An odd thing in common with all of these issues is that they all can cost developers time which is the most valuable commodity.  You would think developers would be all over trying to solve them, but it just isn't a priority.
But what about the atomic problem?  In Git repo A I add a new API.  In Git repo B I add code that uses the new API.  Users that sync B, but not A will have a build failure.  The obvious and long solved answer to library API's is versions.  If all of your internal projects have no versions this can make using lots of little Git repos a pain to deal with.  When you split all of the internal projects into different repositories it is best to do the following.
  1. Teams tag when their project is in a releasable state and have versions.
  2. The build teams actual job is to create a distribution of the various project releases.
Lucky for us the Linux community has been doing this the past two decades and there is a long line of historical lessons for us to use.  Projects like Debian show how to have source and binary packages, dependency tracking, versioning, importing from git, svn, tarball, patching 3rd party source, and packaging them all into one distribution. And they toss for free the ability to upgrade and downgrade packages on the fly. And don't forget build and package servers which are also there for free and open source.

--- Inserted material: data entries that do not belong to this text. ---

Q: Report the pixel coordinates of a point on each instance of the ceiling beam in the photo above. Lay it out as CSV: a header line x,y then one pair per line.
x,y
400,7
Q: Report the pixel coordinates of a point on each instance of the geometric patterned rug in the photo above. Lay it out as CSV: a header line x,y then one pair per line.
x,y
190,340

Sadly all of the work like Debian and others seems to be ignored in favor of submodules or a one off solution like repo.  And who is to blame them when I too can write a script that loops over every git repo running "./configure && make install".   What could go wrong?  On the flip side  Debian isn't exactly light, there might be an opportunity for a project to come along that is Debian like, but easy to incorporate in every day software development.